Il semble acquis qu’un particulier disposant de placements enregistrés et non enregistrés devrait placer des titres porteurs d’intérêt dans un REER et des actions dans un compte non enregistré, afin de tirer profit des taux d’imposition réduits sur les gains en capital et les dividendes canadiens. Dans un contexte de faibles taux d’intérêt, la prime de risque sur actions est élevée par rapport au rendement sur les placements à revenu fixe. Si la prime de risque sur actions est suffisamment élevée, le taux d’imposition sur les actions produit une réduction prévue du taux de rendement brut qui est plus importante que le taux d’imposition des obligations. Néanmoins, cela ne permet pas de conclure que la pensée populaire est erronée. Le facteur de risque rattaché à la stratégie globale de placement devrait être établi en tenant compte de la variabilité des retraits après impôt, et non des soldes nominaux des comptes.
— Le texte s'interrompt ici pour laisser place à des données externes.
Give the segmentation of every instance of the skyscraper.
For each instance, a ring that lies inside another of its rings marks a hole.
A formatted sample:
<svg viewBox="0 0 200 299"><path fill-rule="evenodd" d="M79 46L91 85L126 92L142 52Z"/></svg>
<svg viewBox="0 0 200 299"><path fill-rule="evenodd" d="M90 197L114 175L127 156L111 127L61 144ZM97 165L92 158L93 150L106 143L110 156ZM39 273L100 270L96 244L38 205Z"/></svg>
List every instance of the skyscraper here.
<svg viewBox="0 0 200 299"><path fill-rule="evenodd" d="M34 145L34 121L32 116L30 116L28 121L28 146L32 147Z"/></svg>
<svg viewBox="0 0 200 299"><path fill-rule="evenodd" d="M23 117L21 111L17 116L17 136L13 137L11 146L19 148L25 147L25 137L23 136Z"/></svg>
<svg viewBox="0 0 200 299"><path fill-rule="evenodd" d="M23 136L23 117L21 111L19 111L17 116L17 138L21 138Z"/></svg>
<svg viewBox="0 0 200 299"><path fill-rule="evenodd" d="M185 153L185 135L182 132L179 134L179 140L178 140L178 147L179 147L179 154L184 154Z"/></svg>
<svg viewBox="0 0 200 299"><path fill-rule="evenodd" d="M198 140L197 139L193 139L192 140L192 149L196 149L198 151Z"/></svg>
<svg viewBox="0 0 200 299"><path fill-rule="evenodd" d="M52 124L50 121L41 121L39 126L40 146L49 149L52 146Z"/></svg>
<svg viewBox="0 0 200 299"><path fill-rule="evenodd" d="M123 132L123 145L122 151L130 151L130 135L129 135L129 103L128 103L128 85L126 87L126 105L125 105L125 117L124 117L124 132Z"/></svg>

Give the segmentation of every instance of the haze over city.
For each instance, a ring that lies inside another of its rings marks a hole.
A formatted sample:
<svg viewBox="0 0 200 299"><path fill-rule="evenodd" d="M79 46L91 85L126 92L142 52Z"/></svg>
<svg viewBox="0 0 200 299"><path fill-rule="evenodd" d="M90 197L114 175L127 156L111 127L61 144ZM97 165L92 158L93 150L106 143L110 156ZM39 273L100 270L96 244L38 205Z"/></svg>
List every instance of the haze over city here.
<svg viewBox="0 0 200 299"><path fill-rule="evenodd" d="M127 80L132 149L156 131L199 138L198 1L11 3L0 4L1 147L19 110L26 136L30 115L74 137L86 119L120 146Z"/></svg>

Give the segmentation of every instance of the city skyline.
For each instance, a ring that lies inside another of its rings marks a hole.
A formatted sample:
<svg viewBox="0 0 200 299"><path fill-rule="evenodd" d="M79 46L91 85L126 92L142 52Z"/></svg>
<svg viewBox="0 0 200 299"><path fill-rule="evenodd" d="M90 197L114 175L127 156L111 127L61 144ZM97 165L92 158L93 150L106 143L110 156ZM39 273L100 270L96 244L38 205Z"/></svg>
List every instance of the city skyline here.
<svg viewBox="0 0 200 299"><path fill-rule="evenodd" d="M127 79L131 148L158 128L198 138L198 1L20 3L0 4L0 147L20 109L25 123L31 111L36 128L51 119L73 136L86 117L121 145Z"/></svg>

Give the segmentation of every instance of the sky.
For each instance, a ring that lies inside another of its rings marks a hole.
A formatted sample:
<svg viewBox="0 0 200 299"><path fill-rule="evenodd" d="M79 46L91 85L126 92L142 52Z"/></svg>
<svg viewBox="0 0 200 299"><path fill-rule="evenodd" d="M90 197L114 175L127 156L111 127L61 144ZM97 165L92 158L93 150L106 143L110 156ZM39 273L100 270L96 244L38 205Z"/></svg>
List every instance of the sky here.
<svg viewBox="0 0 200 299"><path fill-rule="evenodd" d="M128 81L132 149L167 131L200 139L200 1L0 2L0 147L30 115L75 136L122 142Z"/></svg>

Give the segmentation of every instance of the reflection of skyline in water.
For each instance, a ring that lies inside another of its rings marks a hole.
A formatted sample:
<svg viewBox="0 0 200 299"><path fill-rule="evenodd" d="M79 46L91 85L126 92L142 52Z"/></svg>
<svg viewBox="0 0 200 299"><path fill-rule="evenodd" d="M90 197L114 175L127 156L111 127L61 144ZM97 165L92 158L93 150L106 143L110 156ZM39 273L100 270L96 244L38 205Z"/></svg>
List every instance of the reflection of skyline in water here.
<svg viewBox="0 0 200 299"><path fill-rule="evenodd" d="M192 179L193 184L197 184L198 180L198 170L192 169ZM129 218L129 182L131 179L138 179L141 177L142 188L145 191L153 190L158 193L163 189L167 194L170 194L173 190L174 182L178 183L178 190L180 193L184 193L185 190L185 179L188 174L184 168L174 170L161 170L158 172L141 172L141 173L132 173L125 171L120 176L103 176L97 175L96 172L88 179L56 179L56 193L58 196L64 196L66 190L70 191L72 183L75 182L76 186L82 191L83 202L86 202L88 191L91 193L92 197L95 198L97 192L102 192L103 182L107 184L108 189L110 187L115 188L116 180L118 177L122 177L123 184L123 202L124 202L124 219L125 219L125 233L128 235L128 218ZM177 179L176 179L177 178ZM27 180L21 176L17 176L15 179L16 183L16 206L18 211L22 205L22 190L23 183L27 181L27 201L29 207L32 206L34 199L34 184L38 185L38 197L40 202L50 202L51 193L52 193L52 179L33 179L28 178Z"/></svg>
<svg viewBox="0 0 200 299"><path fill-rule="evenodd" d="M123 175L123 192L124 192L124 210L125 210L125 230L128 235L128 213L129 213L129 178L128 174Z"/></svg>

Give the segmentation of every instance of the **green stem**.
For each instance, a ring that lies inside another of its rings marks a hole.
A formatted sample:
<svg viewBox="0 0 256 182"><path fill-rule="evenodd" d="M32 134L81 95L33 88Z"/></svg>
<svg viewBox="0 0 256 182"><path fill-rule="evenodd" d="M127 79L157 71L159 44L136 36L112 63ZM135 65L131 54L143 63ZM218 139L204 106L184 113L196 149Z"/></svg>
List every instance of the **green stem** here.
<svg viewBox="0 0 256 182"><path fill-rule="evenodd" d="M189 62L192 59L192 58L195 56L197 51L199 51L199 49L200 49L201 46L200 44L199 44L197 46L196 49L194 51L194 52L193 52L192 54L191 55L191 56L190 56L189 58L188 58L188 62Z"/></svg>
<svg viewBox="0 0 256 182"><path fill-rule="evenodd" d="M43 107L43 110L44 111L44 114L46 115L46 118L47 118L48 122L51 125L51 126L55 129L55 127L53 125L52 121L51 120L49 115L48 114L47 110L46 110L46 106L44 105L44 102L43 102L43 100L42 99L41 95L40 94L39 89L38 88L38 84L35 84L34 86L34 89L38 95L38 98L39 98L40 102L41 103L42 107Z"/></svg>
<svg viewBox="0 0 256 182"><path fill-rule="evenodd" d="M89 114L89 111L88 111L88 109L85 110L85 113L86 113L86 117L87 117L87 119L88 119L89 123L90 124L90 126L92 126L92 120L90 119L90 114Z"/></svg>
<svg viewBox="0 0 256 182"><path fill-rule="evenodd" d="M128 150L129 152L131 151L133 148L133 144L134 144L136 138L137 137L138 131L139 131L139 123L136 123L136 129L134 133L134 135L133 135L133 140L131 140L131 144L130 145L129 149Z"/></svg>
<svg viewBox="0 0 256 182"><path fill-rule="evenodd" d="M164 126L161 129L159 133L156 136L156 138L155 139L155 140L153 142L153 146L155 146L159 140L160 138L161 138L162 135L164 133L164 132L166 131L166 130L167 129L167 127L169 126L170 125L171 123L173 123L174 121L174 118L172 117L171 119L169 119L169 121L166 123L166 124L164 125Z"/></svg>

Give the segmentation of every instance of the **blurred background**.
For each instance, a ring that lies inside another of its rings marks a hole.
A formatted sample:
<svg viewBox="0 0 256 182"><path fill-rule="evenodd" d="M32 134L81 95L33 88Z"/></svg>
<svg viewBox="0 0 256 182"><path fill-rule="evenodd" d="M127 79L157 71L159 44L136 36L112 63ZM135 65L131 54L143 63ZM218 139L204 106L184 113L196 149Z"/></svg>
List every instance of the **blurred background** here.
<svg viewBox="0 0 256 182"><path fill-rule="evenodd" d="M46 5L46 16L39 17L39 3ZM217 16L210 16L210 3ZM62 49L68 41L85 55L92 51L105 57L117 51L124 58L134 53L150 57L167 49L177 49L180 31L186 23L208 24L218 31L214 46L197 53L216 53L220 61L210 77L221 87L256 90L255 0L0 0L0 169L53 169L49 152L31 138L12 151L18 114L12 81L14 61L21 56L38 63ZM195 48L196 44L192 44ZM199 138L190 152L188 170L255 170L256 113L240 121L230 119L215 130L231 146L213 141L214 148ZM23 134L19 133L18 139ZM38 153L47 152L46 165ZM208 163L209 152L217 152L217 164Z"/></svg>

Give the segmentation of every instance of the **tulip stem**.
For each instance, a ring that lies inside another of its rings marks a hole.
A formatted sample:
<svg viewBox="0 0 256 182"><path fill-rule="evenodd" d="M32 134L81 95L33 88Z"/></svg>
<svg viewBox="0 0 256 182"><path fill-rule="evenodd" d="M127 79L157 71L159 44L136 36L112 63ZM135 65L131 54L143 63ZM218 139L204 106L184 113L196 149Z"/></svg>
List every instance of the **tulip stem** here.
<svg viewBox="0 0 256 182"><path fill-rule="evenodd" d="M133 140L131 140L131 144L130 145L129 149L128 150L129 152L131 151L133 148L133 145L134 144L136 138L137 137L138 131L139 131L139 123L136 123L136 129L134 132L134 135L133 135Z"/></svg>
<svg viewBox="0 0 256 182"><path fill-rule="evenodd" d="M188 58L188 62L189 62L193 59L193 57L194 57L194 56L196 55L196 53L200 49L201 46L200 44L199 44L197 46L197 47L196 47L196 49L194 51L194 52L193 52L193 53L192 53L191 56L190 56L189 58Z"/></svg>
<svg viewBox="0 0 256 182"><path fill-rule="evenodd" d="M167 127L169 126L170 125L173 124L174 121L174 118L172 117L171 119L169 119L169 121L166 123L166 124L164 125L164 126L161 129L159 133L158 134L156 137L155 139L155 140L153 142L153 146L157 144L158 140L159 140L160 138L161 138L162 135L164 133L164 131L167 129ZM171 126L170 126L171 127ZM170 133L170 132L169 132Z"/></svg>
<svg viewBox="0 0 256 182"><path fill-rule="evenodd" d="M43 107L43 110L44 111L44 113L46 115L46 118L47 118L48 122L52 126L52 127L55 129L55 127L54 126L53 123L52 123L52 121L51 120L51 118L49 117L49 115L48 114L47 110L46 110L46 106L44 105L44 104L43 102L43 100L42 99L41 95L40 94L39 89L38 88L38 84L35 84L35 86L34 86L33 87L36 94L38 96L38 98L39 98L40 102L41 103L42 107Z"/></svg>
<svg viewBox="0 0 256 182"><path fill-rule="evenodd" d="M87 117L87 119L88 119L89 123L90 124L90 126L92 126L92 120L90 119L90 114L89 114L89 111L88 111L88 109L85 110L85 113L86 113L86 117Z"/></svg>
Par exemple, pour un CELI et un compte non enregistré de même taille, l’investissement du montant total du CELI dans des obligations et du montant total du compte non enregistré dans des actions (mélange d’actif 50/50 dans l’ensemble d’après des soldes nominaux des comptes) offre un meilleur rendement prévu après impôt et présente un risque qui n’est pas plus élevé que le placement de 60 % du montant dans des obligations et 40 % dans des actions et ce, pour les deux comptes (en supposant un horizon temporel de 15 ans, un rendement de 8 % à un taux d’imposition de 20 % sur les actions et un rendement de 3 % à un taux d’imposition de 40 % sur les obligations).

La baisse des taux d’intérêt à long terme au cours des trois dernières décennies a complètement modifié la conception des régimes de revenu de retraite. L’augmentation du revenu de retraite après impôt grâce à de meilleures stratégies fiscales et de placement peut aider, mais elle ne règle pas le problème fondamental de l’abordabilité. Les facteurs abordés dans le présent document et dans le document de travail ne représentent qu’un élément de l’intérêt moindre pour l’épargne‑retraite à impôt différé et les ratios obsolètes de remplacement avant impôt.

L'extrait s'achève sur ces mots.